Question: In a geometric progression the ratio of the sum of the first three terms and the first six terms is ...

Question

In a geometric progression the ratio of the sum of the first three terms and the first six terms is $125:152$ . The common ratio
A. $\dfrac{1}{5}$
B. $\dfrac{2}{5}$
C. $\dfrac{4}{5}$
D. $\dfrac{3}{5}$

Answer 1

Solution

Geometric Progression (GP) is a type of sequence where each succeeding term is produced by multiplying each preceding term by a fixed number, which is called a common ratio. This progression is also known as a geometric sequence of numbers as it follows a pattern.

Complete answer:
A geometric progression or a geometric sequence is the one, in which each term is varied by another by a common ratio.
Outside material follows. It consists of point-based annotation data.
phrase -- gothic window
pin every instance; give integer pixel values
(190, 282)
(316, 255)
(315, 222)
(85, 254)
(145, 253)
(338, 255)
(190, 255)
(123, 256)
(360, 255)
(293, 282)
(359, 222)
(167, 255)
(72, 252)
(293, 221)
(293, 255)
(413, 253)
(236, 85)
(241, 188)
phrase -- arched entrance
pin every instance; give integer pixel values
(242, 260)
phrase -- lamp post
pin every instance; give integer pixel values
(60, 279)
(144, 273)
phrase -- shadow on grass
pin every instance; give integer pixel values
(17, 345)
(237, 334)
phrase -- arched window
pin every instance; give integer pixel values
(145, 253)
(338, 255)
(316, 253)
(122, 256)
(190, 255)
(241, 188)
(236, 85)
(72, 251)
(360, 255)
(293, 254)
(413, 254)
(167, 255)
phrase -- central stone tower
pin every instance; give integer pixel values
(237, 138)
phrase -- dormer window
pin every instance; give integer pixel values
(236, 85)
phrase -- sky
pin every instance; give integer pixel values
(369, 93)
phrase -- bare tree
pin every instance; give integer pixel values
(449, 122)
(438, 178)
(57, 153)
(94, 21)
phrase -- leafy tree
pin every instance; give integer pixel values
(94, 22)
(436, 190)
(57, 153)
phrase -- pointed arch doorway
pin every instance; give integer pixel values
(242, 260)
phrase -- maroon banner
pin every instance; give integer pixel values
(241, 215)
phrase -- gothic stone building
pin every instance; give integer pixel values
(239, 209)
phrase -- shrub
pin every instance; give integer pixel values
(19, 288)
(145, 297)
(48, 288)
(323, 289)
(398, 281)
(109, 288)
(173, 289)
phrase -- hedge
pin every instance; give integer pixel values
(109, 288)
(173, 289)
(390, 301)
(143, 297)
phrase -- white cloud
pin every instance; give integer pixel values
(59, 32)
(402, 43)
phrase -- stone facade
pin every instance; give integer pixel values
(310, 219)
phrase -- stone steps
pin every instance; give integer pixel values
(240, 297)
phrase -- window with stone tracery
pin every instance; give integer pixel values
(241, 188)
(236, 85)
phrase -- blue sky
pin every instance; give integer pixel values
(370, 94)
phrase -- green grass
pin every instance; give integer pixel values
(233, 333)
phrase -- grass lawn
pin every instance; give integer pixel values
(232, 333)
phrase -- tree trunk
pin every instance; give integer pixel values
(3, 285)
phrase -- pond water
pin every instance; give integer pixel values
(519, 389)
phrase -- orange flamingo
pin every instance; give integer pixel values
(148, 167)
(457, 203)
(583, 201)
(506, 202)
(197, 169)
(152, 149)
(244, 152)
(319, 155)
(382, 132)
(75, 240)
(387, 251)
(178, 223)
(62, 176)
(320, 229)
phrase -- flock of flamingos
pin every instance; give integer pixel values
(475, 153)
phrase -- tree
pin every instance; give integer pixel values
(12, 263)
General form of a GP is
$a,ar,a{r^2},a{r^3},...,a{r^n}$
where $a$ is the first term
$r$ is the common ratio
$a{r^n}$ is the last term
Consider a GP $a,ar,a{r^2},a{r^3},...,a{r^n}$
First term $= a$
Second term $= ar$
Third term $= a{r^2}$
Nth term $= a{r^{n - 1}}$
Therefore common ratio $= \dfrac{{any\,term}}{{preceding\,term}}$
$= \dfrac{{third\,term}}{{\sec ond\,term}}$
$= \dfrac{{a{r^2}}}{{ar}} = r$
Sum of $n$ terms of a GP ${S_n} = \dfrac{{1 - {r^n}}}{{1 - r}}$
If the common ratio is:
Negative: the result will alternate between positive and negative.
Greater than $1$ : there will be an exponential growth towards infinity (positive).
Less than $- 1$ : there will be an exponential growth towards infinity (positive and negative).
Between $1$ and $- 1$ : there will be an exponential decay towards zero.
Zero: the result will remain at zero
The sum of the first three terms of GP, ${S_3} = a\left( {\dfrac{{{r^3} - 1}}{{r - 1}}} \right)$
The sum of the first six terms of GP, ${S_6} = a\left( {\dfrac{{{r^6} - 1}}{{r - 1}}} \right)$
Now
$\dfrac{{{S_3}}}{{{S_6}}} = \dfrac{{{r^3} - 1}}{{{r^6} - 1}} = \dfrac{{125}}{{152}}$
Therefore we get
$\dfrac{{{r^3} - 1}}{{\left( {{r^3} - 1} \right)\left( {{r^3} + 1} \right)}} = \dfrac{{125}}{{152}}$
On simplifying we get
$\dfrac{1}{{\left( {{r^3} + 1} \right)}} = \dfrac{{125}}{{152}}$
On cross multiplication we get
$152 = 125\left( {{r^3} + 1} \right)$
Hence on solving we get
${r^3} = \dfrac{{27}}{{125}}$
Hence we get
$r = \dfrac{3}{5}$
Therefore, option (D) is the correct answer.

Note:
Geometric Progression (GP) is a type of sequence where each succeeding term is produced by multiplying each preceding term by a fixed number, which is called a common ratio. This progression is also known as a geometric sequence of numbers as it follows a pattern.